The whole idea of the seed round was to explore and build the community out and look for opportunities and where the use cases are. We worked with companies across industries. Pfizer, AT&T, Olive Wine, McKenzie, KPMG, and Honeywell are some of the companies that we worked with. We tried to do a bunch of things.
We tried to build a custom solution. We faced a bunch of hurdles. One of the things that we realized is that in AI, the biggest hurdle apart from the data scientist was the data itself. We noticed that data is not usually in order, untrustworthy, or missing information.
This is the problem that most of the industry faces today. For example, in autonomous cars where a lot of data has been accumulated, Many others struggle with the data itself. That made us focus on problems where we could perhaps apply AI to structure and unstructured information.

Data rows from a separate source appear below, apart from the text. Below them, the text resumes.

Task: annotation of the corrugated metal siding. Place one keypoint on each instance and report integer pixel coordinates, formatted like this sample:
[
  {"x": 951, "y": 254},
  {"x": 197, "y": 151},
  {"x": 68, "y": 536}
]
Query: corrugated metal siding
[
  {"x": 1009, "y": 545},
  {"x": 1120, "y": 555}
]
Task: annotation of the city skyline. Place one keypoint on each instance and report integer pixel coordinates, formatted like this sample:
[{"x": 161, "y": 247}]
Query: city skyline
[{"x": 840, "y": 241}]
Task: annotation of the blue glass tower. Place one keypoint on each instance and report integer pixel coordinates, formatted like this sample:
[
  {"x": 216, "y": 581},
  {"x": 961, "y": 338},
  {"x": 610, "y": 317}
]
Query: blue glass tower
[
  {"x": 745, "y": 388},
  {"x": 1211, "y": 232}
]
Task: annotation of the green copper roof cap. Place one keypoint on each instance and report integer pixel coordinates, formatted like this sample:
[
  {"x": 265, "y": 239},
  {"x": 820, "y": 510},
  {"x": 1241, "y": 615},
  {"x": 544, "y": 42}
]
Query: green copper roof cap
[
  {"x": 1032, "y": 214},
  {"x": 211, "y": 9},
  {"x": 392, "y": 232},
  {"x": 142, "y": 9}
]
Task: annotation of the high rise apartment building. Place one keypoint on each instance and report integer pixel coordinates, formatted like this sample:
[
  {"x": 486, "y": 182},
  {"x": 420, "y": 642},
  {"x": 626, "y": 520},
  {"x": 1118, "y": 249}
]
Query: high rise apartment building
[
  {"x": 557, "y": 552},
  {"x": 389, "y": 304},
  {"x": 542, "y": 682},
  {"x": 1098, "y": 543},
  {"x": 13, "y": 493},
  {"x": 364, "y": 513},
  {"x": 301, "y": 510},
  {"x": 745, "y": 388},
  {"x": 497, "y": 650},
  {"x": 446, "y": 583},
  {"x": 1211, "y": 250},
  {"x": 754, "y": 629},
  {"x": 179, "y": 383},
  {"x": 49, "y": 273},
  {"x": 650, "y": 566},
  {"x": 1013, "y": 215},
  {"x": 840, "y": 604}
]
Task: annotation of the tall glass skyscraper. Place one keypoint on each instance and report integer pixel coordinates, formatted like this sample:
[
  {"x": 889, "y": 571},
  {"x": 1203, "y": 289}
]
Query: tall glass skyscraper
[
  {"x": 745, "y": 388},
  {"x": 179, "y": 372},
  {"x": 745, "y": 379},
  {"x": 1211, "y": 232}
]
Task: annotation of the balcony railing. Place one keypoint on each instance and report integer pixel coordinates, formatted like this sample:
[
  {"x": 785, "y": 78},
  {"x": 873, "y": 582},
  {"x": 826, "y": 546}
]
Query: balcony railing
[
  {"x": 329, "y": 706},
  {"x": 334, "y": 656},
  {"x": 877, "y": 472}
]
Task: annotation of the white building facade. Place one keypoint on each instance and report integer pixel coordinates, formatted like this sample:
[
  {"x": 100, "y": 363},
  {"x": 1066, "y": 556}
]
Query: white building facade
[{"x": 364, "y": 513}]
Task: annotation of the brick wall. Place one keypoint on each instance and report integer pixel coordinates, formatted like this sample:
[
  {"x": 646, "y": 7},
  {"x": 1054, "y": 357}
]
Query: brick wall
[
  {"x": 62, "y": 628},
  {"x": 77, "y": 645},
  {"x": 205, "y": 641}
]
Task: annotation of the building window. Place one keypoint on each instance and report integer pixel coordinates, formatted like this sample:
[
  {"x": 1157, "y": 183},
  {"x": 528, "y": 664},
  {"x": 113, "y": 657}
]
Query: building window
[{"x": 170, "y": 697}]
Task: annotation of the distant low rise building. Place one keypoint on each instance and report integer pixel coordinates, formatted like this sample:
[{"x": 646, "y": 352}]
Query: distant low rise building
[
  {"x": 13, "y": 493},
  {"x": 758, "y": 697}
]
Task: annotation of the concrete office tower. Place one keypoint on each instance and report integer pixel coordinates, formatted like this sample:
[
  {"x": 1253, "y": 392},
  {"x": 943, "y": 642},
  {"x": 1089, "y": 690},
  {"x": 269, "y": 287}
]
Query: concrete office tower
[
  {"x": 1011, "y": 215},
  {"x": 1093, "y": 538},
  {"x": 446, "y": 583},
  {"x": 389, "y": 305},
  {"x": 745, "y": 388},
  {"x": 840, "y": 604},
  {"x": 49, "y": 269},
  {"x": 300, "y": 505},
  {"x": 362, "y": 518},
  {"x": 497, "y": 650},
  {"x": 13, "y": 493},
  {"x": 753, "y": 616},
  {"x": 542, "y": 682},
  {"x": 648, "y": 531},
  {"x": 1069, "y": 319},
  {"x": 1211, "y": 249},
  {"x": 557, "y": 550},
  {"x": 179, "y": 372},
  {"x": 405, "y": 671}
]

Anything unstructured is images, texts, and videos. They are reliable but not something that can be used to create models on top of. We started using AI and deep learning models to tag some of these data. That became a useful application. A lot of people were interested in that. We extracted valuable information and structured that information at scale. That would then lead to other solutions.
One of the biggest areas that we try to apply that is in the product catalog data. Our first big client what had us going. They wanted to grow their catalog from 1 million SKU’s to 200 million-plus. One of the biggest hurdles that you face when you are building an online catalog is the quality of your product data.
If the data is bad, then the searches do not work. You may have the product, but you cannot find it. That becomes a bigger problem as your catalog size grows. Amazon addressed this early on. Others are still struggling to do so. We are now one of the leading providers of this autonomous product catalog onboarding using various machine learning and deep learning algorithms.